The team behind Intel’s deep learning library oneDNN, also known as Deep Neural Network Library (DNNL) and Intel Math Kernel Library for DNNs, has just completed another release as part of the company’s newly formed oneAPI family.
According to its repo, oneDNN “includes basic building blocks for neural networks optimized for Intel Architecture Processors and Intel Processor Graphics” and should be used together with other deep learning frameworks such as TensorFlow or PyTorch.
The focus of the release has been clearly laid upon performance optimisation for Intel hardware, though users will surely appreciate some newly added capabilities.

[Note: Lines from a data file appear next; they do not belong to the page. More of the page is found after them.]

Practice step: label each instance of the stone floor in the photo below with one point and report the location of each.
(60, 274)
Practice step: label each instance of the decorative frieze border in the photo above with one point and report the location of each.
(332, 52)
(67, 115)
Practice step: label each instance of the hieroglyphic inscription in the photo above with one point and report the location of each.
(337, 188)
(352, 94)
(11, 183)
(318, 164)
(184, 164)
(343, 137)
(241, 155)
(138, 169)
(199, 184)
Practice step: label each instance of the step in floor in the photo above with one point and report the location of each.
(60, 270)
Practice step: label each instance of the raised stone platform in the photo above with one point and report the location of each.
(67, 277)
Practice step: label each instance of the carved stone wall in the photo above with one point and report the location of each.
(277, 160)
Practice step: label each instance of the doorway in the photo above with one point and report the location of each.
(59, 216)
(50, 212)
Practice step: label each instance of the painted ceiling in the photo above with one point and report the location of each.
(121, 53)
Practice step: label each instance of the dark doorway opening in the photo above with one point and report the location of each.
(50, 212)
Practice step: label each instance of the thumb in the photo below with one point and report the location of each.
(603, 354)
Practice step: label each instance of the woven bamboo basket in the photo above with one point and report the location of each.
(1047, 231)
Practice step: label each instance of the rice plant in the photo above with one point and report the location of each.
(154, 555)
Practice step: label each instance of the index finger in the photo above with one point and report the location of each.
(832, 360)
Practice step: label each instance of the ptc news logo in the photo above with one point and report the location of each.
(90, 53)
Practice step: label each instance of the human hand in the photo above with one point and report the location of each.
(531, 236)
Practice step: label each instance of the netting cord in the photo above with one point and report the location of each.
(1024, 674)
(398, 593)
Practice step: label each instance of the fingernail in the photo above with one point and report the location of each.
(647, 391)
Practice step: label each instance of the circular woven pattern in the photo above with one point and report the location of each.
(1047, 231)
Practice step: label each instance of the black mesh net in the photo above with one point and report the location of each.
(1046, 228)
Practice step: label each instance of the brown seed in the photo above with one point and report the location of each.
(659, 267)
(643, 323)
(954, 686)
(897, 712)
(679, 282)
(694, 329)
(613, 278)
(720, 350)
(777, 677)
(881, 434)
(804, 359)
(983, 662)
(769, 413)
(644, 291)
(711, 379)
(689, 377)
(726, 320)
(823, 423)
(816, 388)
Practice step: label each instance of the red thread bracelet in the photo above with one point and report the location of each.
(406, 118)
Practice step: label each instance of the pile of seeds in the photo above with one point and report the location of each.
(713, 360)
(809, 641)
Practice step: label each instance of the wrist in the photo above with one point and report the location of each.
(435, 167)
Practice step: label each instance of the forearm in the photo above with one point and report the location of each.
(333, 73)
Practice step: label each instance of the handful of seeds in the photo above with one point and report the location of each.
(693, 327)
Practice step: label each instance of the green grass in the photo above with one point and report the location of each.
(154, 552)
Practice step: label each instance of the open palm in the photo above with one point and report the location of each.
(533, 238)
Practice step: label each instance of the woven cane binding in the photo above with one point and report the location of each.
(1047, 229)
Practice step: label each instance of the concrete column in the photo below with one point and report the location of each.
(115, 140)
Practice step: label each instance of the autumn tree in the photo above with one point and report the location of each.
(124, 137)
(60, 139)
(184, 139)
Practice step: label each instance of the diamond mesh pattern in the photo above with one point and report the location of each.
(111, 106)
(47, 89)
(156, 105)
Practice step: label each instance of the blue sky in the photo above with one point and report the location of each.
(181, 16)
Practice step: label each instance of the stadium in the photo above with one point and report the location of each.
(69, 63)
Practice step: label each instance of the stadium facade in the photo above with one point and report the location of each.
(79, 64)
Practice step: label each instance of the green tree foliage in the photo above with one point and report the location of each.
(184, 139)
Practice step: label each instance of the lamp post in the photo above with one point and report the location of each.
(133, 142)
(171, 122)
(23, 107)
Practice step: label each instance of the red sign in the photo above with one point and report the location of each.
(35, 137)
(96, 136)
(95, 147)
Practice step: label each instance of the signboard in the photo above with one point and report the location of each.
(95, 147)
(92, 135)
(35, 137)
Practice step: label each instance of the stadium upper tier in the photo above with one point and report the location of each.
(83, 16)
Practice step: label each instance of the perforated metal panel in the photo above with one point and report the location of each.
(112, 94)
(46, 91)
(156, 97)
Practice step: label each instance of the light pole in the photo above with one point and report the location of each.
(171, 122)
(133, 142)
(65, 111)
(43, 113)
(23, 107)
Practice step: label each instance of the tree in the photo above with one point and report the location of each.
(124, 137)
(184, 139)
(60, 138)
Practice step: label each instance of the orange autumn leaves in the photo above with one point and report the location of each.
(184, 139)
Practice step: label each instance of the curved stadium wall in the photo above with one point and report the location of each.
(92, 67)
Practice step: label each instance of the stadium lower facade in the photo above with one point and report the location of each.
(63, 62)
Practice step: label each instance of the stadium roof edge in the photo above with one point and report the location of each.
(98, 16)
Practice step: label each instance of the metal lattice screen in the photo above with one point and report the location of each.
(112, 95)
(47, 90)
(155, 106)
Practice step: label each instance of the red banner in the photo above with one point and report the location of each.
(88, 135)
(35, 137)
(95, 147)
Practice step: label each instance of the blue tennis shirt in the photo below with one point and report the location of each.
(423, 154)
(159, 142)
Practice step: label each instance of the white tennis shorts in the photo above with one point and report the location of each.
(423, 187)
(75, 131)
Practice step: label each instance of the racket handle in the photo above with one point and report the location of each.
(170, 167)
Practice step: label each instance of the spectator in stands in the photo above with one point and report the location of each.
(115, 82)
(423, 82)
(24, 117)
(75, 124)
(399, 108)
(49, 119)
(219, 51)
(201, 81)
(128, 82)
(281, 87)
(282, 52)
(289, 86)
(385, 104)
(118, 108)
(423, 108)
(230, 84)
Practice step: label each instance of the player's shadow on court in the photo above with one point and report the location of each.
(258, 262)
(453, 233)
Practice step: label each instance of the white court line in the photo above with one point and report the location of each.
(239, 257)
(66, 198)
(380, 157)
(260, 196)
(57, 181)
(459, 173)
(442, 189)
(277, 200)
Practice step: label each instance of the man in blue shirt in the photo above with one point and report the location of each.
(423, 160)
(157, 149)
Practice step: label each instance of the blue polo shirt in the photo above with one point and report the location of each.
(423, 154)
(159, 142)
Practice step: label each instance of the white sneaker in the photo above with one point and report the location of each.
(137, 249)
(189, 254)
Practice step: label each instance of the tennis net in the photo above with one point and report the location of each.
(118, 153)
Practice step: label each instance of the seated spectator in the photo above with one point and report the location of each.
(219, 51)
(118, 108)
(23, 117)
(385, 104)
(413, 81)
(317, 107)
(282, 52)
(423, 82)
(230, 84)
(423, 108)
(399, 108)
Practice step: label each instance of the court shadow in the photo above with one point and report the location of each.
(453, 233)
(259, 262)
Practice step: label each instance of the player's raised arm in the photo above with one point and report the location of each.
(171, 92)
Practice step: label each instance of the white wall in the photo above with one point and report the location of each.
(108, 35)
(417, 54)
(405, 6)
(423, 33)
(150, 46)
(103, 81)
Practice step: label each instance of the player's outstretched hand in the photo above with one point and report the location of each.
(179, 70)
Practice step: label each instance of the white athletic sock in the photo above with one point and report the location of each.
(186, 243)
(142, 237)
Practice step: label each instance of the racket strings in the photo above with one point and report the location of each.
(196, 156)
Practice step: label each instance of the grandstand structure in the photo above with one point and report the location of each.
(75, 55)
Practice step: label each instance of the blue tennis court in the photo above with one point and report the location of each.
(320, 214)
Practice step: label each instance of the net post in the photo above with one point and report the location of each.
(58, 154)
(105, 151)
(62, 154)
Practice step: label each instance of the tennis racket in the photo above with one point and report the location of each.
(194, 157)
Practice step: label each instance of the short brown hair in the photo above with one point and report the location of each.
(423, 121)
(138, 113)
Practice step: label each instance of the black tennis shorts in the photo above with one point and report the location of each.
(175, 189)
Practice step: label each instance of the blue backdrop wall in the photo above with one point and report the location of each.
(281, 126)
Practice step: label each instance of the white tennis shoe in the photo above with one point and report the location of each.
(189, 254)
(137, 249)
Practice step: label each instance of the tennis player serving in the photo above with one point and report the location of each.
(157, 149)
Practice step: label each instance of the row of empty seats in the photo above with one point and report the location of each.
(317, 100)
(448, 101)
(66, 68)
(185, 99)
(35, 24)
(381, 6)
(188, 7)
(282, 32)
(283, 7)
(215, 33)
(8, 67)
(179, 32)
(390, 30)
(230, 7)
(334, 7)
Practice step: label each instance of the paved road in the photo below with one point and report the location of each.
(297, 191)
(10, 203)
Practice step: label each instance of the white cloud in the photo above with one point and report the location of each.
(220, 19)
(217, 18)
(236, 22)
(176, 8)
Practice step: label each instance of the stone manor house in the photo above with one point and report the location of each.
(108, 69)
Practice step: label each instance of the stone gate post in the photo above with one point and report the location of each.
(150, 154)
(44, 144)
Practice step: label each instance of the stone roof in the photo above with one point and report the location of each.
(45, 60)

In the buildup to oneDNN 1.4, the project team has, for example, been busy getting an additional flavour of recurrent neural networks to properly function. The architecture in question is called long short-term memory projection, or LSTMP for short, which is meant to improve the speed and performance of the regular LSTM approach through an extra projection layer. Meanwhile, normalisation primitives Softmax and LogSoftmax have been extended so that they are also able to digest input of the bfloat16 data type.

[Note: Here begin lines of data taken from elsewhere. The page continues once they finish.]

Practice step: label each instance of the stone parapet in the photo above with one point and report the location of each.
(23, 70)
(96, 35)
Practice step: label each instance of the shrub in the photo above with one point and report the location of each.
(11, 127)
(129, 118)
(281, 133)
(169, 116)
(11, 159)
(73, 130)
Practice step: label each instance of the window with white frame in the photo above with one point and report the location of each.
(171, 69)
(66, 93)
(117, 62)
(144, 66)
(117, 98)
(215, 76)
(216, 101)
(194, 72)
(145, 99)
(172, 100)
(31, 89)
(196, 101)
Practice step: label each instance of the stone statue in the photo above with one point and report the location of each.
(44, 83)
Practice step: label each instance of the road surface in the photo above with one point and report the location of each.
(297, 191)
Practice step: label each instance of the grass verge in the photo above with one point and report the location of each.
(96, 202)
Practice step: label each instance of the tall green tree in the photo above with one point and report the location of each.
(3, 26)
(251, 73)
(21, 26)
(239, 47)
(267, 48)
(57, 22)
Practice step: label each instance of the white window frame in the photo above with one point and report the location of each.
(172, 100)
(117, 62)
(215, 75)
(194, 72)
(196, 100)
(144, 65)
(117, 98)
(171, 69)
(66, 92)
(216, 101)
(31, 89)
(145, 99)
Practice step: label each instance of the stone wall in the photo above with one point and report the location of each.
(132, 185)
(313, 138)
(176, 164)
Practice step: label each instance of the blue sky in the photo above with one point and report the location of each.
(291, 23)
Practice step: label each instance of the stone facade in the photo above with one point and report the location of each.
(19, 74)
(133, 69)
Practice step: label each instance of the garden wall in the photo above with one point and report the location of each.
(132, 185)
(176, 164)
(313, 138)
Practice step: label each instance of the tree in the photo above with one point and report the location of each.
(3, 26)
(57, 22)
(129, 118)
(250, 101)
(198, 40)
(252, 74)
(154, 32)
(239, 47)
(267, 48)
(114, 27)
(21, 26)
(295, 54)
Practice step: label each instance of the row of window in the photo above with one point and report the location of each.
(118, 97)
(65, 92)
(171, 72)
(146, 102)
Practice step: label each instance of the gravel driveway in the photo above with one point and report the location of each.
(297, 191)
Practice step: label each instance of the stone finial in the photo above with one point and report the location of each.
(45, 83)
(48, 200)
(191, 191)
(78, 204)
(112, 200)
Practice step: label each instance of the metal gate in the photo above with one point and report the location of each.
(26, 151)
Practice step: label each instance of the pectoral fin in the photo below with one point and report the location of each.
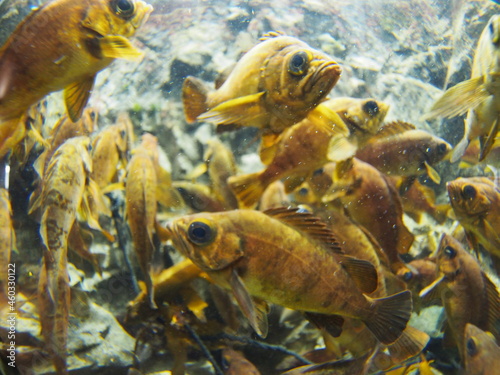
(116, 47)
(255, 313)
(432, 173)
(76, 96)
(490, 140)
(246, 110)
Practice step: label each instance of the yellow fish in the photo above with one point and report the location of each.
(288, 258)
(274, 85)
(399, 149)
(300, 150)
(63, 45)
(7, 235)
(466, 292)
(476, 204)
(480, 95)
(141, 204)
(62, 195)
(482, 355)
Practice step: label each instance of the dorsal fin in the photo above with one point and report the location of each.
(307, 223)
(393, 128)
(270, 35)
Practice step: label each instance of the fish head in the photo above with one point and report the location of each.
(366, 115)
(306, 75)
(209, 240)
(467, 197)
(450, 257)
(116, 17)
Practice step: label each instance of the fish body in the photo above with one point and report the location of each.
(476, 204)
(235, 363)
(63, 45)
(7, 236)
(273, 86)
(258, 255)
(141, 204)
(301, 149)
(62, 194)
(109, 148)
(371, 200)
(63, 130)
(480, 95)
(467, 294)
(482, 352)
(401, 150)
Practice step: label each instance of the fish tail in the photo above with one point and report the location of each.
(389, 316)
(194, 98)
(411, 342)
(247, 188)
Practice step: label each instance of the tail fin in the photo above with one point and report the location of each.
(411, 342)
(194, 98)
(390, 316)
(248, 188)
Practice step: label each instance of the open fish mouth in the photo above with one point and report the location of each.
(329, 72)
(142, 14)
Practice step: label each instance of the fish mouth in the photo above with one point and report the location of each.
(329, 71)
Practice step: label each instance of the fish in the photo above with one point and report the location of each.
(419, 199)
(63, 130)
(61, 198)
(289, 258)
(109, 150)
(479, 96)
(363, 117)
(372, 201)
(235, 363)
(220, 165)
(141, 204)
(399, 149)
(7, 235)
(276, 84)
(467, 293)
(300, 150)
(482, 355)
(476, 204)
(63, 45)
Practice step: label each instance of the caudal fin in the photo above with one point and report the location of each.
(194, 98)
(247, 188)
(390, 316)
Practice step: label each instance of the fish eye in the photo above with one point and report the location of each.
(407, 276)
(442, 148)
(469, 192)
(471, 347)
(200, 233)
(371, 107)
(298, 63)
(450, 252)
(124, 8)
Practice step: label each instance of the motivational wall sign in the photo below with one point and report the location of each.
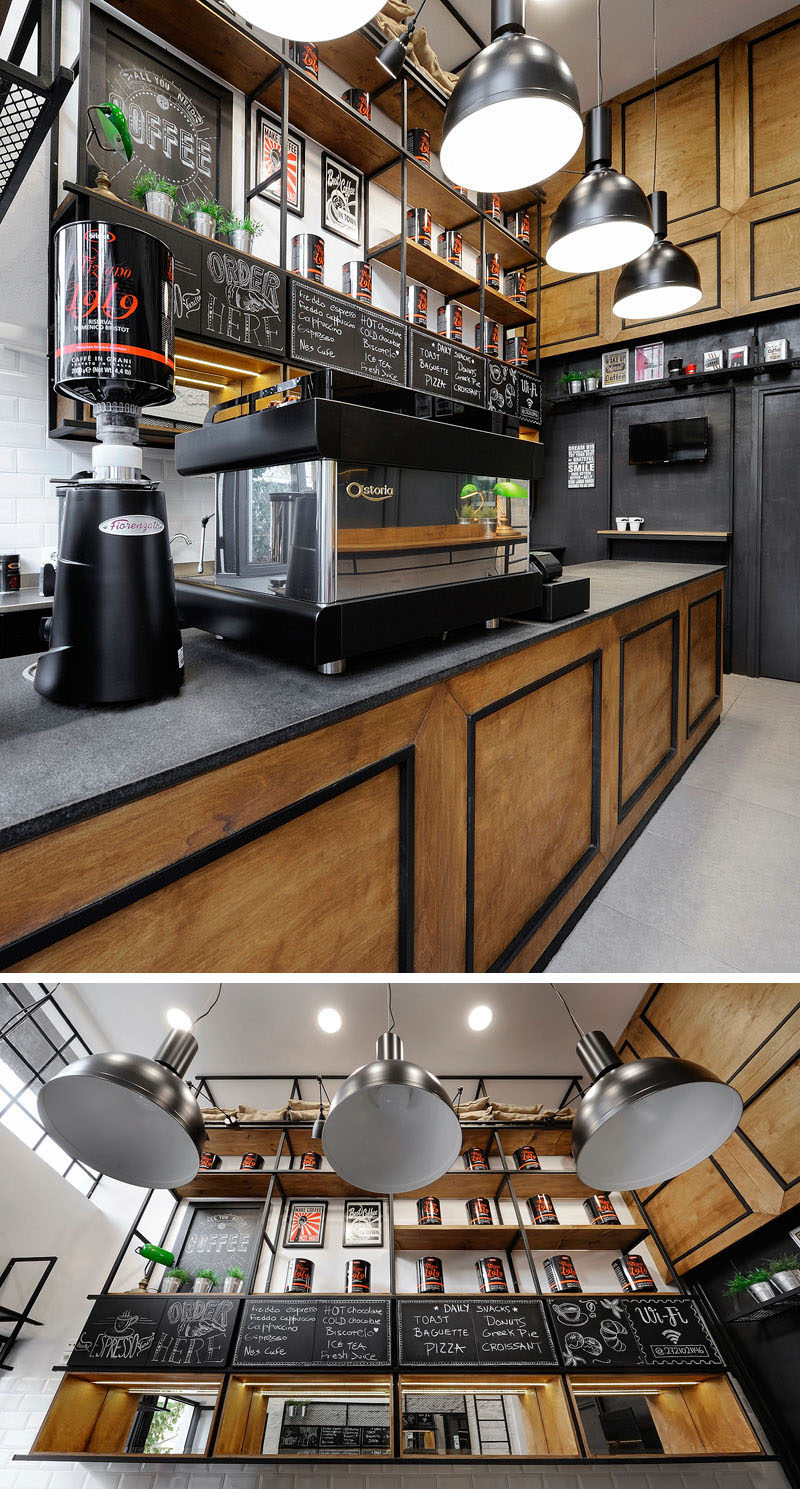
(656, 1331)
(298, 1333)
(487, 1333)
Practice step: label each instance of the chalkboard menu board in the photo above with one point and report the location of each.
(173, 1331)
(331, 331)
(297, 1331)
(486, 1333)
(633, 1333)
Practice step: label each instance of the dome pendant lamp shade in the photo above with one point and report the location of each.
(391, 1126)
(307, 20)
(648, 1120)
(130, 1117)
(514, 116)
(605, 219)
(663, 280)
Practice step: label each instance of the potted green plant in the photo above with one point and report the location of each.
(784, 1273)
(173, 1279)
(756, 1284)
(157, 192)
(206, 1281)
(201, 215)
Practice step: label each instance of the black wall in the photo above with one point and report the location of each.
(763, 1355)
(748, 486)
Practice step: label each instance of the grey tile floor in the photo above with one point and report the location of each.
(712, 885)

The landscape of deep learning libraries is comparatively competitive, and Intel invested some time to get its Developer Guide up to speed. It now contains examples for all primitives supported by oneDNN, which might prove essential in Chipzilla’s quest to prove its tool’s worth to devs with a focus on the company’s hardware.
To make the library more flexible, oneDNN now also comes with a threadpool CPU runtime. The new addition allows machine learning aficionados to use their own threadpool implementation for computations on multiple threads where needed.

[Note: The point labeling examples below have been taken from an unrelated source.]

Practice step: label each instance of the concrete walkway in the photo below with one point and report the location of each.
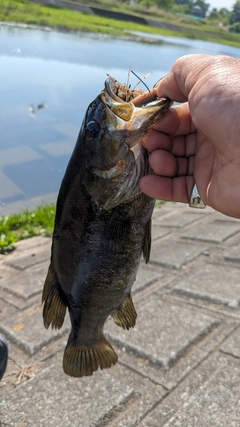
(180, 365)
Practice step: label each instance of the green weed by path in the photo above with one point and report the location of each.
(26, 224)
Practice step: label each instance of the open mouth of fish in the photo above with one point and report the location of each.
(130, 113)
(126, 103)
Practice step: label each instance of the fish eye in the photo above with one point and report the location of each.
(92, 129)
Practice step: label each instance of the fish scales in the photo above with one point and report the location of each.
(102, 226)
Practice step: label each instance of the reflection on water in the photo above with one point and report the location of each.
(49, 80)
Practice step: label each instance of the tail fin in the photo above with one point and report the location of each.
(80, 360)
(54, 309)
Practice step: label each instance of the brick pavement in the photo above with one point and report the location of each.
(179, 366)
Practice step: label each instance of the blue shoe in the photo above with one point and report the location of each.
(3, 356)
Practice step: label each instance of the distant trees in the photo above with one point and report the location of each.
(162, 4)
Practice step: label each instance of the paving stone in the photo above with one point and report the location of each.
(174, 254)
(25, 244)
(158, 232)
(232, 344)
(216, 283)
(213, 231)
(26, 329)
(26, 283)
(52, 398)
(163, 332)
(209, 397)
(145, 277)
(173, 219)
(232, 254)
(29, 257)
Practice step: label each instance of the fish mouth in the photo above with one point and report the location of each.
(129, 116)
(127, 105)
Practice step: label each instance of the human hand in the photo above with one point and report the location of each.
(198, 140)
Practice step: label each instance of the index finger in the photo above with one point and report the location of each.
(177, 121)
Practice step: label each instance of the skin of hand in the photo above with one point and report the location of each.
(198, 139)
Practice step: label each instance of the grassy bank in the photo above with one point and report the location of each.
(39, 222)
(24, 11)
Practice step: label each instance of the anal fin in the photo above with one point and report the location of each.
(126, 315)
(54, 308)
(147, 241)
(82, 360)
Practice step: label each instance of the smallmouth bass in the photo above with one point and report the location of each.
(102, 225)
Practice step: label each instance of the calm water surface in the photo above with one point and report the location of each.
(47, 81)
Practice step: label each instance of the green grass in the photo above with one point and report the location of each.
(16, 227)
(24, 11)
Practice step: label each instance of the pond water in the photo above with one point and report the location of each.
(47, 81)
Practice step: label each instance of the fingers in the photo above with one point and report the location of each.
(179, 146)
(177, 121)
(178, 84)
(168, 189)
(165, 164)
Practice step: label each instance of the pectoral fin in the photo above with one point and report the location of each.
(147, 242)
(126, 315)
(54, 308)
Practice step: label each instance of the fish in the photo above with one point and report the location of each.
(102, 225)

Devs wanting to use LSTMP with Intel Processor Graphics still need to exercise patience since the functionality isn’t implemented for them yet. However, they should be able to notice performance improvements when using f32 convolution forward propagation, as well as f32/f16 pooling and batch normalization forward propagation in cases where they are used with NHWC activations. Apart from that, using f32 and f16 binary primitives should work a bit better after jumping onto the new version.
On the processor improvements front, eltwise backpropagation should run more smoothly now. The oneDNN team also sped up inner product computations for bfloat16 on architectures with DL Boost support, and gave int8 GEMM, RNN, inner product, matmul and GEMM-based convolution for systems with Intel SSE4.1 and Intel AVX support some love.